Lenton ritiene che questo mandato risieda in parte nelle mani dei governi. In Paesi come il Regno Unito, ha spiegato, i politici «in linea generale non penserebbero neanche lontanamente di dire alla gente cosa può o non può mangiare». Ma non è una causa persa, ha aggiunto, poiché le scuole si stanno orientando in modo proattivo verso alimenti a base vegetale.
«Possiamo dimostrare con prove evidenti in ambito sanitario che mangiare meno carne rossa è meglio per la salute, per non parlare del pianeta», ha dichiarato Lenton.
Eppure, come per l’idrogeno, il mercato della “finta carne” è ancora agli inizi.
«La sfida principale è rappresentata dalla generale imprevedibilità delle innovazioni che questi “punti di super leva” dovrebbero apportare», ha affermato Faassen. «Il problema di un cambiamento dirompente è che, per sua natura, è molto difficile da… pianificare».
Il punto di “extra super leva”
Lenton, che si definisce «un misto tra ottimista e pragmatico», si è detto positivo sulla transizione alle rinnovabili, dal momento che le fonti di energia a bassa emissione di carbonio hanno iniziato a chiudere le centrali a combustibili fossili prima ancora del loro termine di vita.
Secondo uno studio pubblicato a gennaio dal gruppo di ricerca Ember, ad esempio, nel 2022 l’eolico e il solare hanno rappresentato un quinto dell’elettricità dell’Unione Europea, superando per la prima volta il gas.
Lenton ha affermato che il collaboratore dello studio Simon Sharpe, del gruppo Climate Champions, ha descritto l’opzione della leva dell’energia pulita «come Sisifo che nella mitologia greca deve spingere il masso su per la collina. Quando si cerca di cambiare una fonte di energia, bisogna spingere il masso su per il pendio, ma a un certo punto si arriva in cima alla collina e il masso inizia a rotolare giù dall’altro lato in questo nuovo mondo di energia rinnovabile».

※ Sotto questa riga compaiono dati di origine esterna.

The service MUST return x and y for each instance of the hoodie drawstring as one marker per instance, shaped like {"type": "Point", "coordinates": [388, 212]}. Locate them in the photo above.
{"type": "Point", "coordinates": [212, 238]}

Successivamente, con la riduzione dei costi, si rafforzano gli incentivi per un’ulteriore elettrificazione da fonti rinnovabili.
Un’idea semplice. Lenton ha dichiarato che il denaro pubblico per i sussidi all’estrazione dei combustibili fossili e i crediti d’imposta potrebbero essere spostati «in modo più deciso» verso le energie rinnovabili.
«Forse, è questo il punto di “extra super leva”» spiega Lenton, «[ovvero di] movimenti di capitali privati e pubblici per spingere la transizione alle rinnovabili sempre più rapidamente».
«Il cambiamento sarà confuso e caotico», ha detto Faassen, «e sicuramente non lo faremo nella maniera corretta. Eppure, questo non significa che sia impossibile e che non avverrà».
Immagine di apertura: Un orso polare sulla banchisa, di Hans-Jurgen Mager via Unsplash.